An agent is a model that can perceive its environment and act on it using tools, often over multiple steps, to accomplish a goal. Where RAG adds information, agents take actions.
Goal → [Model plans] → [calls a Tool] → [observes result] → [plans again] → ... → DoneTools: the agent's hands
Tools extend what the model can do:
- Knowledge tools: search, retrieval, database queries (RAG can be a tool).
- Action tools: send email, call an API, run code, edit a file.
- Capability tools: calculators, code interpreters (offload what models are bad at, like exact math).
The agent's tool inventory defines its power and its risk.
Planning and reasoning
The hard part of an agent is planning: breaking a goal into steps, choosing tools, and adjusting based on results. Patterns include reasoning-then-acting loops (e.g., ReAct-style), reflection/self-correction, and plan-then-execute. More autonomy = more capability but less predictability.
Why agents are hard
- Errors compound. A small mistake early can derail a long chain of steps.
- Cost & latency balloon with many model calls and tool round-trips.
- Security risk is higher: an agent that can act can do real damage, and is a juicy target for prompt injection (Ch 5).
- Evaluation is harder: you must judge the whole trajectory, not just a final string (did it pick the right tools? take safe actions? finish efficiently?).
Give agents the least power they need
The more an agent can do, the more it can break. Restrict tools, sandbox code execution, require approval for risky actions, and assume external content may try to hijack it.
Memory
Agents (and chat apps) need memory beyond the context window:
- Short-term: the current conversation/session.
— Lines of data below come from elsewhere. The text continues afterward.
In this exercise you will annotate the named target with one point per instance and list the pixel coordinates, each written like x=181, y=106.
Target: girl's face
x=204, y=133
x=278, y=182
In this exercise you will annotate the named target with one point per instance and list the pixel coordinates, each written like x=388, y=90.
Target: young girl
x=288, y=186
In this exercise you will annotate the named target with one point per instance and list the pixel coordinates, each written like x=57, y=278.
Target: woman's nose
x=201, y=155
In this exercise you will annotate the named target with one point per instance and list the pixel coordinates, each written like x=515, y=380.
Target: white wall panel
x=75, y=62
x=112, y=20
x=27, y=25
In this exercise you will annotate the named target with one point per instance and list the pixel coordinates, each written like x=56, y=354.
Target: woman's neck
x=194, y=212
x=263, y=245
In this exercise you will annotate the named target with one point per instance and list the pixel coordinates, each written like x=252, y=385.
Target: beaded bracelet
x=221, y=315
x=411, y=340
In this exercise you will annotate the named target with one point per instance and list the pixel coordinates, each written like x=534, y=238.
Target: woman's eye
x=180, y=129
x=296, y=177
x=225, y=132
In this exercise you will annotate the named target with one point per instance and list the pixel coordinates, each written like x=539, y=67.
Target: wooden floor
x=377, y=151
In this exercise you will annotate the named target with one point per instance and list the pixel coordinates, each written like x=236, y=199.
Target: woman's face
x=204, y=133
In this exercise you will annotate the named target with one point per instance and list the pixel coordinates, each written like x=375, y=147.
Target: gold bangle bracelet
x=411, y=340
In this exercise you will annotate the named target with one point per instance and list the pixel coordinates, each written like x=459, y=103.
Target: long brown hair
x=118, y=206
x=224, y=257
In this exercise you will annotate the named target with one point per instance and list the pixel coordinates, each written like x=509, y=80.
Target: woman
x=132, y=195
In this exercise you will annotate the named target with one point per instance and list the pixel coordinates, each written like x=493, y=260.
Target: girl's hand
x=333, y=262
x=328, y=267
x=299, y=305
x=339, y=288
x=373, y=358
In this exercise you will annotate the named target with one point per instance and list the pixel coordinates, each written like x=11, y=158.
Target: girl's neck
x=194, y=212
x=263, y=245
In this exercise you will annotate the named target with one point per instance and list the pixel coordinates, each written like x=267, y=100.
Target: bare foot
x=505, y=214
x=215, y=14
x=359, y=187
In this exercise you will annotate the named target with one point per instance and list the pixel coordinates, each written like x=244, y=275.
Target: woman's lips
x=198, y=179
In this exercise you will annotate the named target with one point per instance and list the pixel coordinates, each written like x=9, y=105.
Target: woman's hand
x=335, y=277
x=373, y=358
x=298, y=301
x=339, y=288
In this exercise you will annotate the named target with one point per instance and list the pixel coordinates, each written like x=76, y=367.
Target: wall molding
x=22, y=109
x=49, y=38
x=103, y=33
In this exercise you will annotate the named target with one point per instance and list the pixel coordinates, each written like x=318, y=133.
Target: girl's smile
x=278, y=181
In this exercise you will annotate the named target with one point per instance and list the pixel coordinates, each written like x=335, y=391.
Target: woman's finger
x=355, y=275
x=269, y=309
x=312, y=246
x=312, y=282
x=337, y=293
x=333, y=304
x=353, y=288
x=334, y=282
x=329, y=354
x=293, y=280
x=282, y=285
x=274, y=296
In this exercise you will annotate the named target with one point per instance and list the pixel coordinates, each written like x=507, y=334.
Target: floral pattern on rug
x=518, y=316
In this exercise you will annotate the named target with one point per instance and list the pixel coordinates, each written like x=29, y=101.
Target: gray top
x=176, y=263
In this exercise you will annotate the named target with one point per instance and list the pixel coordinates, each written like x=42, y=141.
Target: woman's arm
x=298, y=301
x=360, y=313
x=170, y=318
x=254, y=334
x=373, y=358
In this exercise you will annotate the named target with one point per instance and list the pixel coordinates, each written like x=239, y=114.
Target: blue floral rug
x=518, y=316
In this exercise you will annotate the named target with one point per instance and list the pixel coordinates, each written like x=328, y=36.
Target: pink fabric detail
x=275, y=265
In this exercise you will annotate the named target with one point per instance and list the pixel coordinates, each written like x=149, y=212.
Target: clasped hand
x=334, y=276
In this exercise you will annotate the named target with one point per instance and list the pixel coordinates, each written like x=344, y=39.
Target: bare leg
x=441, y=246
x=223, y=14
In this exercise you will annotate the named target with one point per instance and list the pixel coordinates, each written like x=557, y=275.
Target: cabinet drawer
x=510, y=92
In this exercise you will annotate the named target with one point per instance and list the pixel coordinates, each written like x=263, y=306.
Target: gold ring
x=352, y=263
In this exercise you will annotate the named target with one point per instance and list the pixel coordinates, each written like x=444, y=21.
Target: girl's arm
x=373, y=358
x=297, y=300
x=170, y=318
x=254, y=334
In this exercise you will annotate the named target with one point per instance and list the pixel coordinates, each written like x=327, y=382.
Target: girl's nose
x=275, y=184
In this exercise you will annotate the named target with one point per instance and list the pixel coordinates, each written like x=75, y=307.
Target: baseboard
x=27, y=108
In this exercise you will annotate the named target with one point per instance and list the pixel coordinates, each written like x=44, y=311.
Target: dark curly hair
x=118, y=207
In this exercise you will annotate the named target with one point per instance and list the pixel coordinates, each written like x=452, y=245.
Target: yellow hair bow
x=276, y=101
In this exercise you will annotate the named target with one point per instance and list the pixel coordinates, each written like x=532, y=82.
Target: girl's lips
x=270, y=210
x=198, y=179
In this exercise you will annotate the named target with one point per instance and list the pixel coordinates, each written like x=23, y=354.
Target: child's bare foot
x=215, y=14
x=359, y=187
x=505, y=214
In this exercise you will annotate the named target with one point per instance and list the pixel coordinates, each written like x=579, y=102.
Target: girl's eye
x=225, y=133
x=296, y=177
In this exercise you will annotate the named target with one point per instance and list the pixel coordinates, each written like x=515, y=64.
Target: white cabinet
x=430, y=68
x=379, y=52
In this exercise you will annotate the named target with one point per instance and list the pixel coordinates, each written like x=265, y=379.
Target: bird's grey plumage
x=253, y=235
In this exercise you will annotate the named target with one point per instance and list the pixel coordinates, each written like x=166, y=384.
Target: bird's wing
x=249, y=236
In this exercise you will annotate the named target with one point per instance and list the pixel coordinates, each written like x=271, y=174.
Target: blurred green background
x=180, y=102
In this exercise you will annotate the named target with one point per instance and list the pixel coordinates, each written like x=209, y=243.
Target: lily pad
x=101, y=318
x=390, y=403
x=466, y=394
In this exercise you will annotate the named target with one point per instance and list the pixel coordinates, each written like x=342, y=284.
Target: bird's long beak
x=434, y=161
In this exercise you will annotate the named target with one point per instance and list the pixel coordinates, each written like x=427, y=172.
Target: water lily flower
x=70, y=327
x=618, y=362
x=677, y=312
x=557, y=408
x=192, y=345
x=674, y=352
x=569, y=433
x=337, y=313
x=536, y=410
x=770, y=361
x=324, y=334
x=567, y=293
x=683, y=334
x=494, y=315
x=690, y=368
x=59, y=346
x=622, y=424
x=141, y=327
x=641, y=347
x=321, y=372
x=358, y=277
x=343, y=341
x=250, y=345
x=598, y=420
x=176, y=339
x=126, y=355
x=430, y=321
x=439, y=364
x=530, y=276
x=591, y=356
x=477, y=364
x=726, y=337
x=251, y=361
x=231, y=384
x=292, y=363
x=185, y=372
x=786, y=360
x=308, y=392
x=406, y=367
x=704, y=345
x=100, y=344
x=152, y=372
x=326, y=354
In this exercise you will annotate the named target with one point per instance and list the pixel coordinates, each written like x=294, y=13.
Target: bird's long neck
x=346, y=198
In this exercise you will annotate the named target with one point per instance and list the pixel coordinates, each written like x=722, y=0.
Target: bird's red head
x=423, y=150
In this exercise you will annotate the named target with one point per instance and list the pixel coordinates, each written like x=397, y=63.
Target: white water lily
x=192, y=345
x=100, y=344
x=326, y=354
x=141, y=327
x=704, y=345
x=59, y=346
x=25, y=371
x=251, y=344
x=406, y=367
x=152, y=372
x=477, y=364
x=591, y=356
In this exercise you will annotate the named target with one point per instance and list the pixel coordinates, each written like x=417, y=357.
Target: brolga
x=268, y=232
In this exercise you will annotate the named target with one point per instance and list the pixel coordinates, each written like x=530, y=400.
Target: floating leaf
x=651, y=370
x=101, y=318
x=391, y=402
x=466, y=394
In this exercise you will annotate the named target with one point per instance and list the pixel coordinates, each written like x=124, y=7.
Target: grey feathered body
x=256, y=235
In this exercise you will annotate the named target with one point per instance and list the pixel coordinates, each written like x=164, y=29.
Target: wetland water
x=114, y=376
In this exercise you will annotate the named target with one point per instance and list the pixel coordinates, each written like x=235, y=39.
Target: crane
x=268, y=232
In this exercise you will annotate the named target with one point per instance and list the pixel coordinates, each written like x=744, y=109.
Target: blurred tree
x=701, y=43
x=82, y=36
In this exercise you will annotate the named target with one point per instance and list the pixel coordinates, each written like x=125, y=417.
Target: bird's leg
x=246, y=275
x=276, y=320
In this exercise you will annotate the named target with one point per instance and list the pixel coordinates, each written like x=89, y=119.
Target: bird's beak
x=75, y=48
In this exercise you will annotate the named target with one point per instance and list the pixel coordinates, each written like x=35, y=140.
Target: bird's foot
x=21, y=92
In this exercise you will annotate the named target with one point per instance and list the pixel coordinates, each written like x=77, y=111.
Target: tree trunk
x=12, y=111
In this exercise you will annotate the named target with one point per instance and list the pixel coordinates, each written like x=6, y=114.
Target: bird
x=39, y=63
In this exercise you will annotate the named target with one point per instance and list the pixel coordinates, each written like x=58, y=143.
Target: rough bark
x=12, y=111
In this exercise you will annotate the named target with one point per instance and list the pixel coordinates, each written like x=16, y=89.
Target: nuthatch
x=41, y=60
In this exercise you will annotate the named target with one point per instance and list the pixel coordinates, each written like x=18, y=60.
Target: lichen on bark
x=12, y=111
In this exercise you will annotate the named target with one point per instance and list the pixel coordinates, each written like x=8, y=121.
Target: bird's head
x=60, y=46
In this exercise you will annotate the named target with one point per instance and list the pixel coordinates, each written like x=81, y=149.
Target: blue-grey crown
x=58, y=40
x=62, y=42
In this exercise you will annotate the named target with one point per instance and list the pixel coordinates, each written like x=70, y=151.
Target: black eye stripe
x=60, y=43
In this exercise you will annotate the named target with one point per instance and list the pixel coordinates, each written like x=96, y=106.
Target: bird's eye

- Long-term: persisted facts/history, often stored externally and retrieved (RAG-like) when relevant.
RAG vs. Agents, how to choose
| RAG | Agents | |
|---|---|---|
| Adds… | Information | Actions + information |
| Maturity | Production-proven | Emerging |
| Complexity | Lower | Higher |
| Cost/latency | Moderate | Higher (many calls) |
| Best for | "Answer using my knowledge" | "Accomplish a multi-step task" |
Start with RAG. Reach for agents when the task genuinely needs multi-step action and tool use.
Takeaways
- The real lever here is context: get the right info/capabilities to the model.
- RAG grounds answers in retrieved data, reliable, cheap, updatable. Retrieval quality is everything; use hybrid search + reranking.
- Agents let models act via tools in a loop, powerful but complex, costly, and riskier.
- Agents demand trajectory-level evaluation and strict security/least privilege.
- Default to RAG; escalate to agents only when the task truly requires action and planning.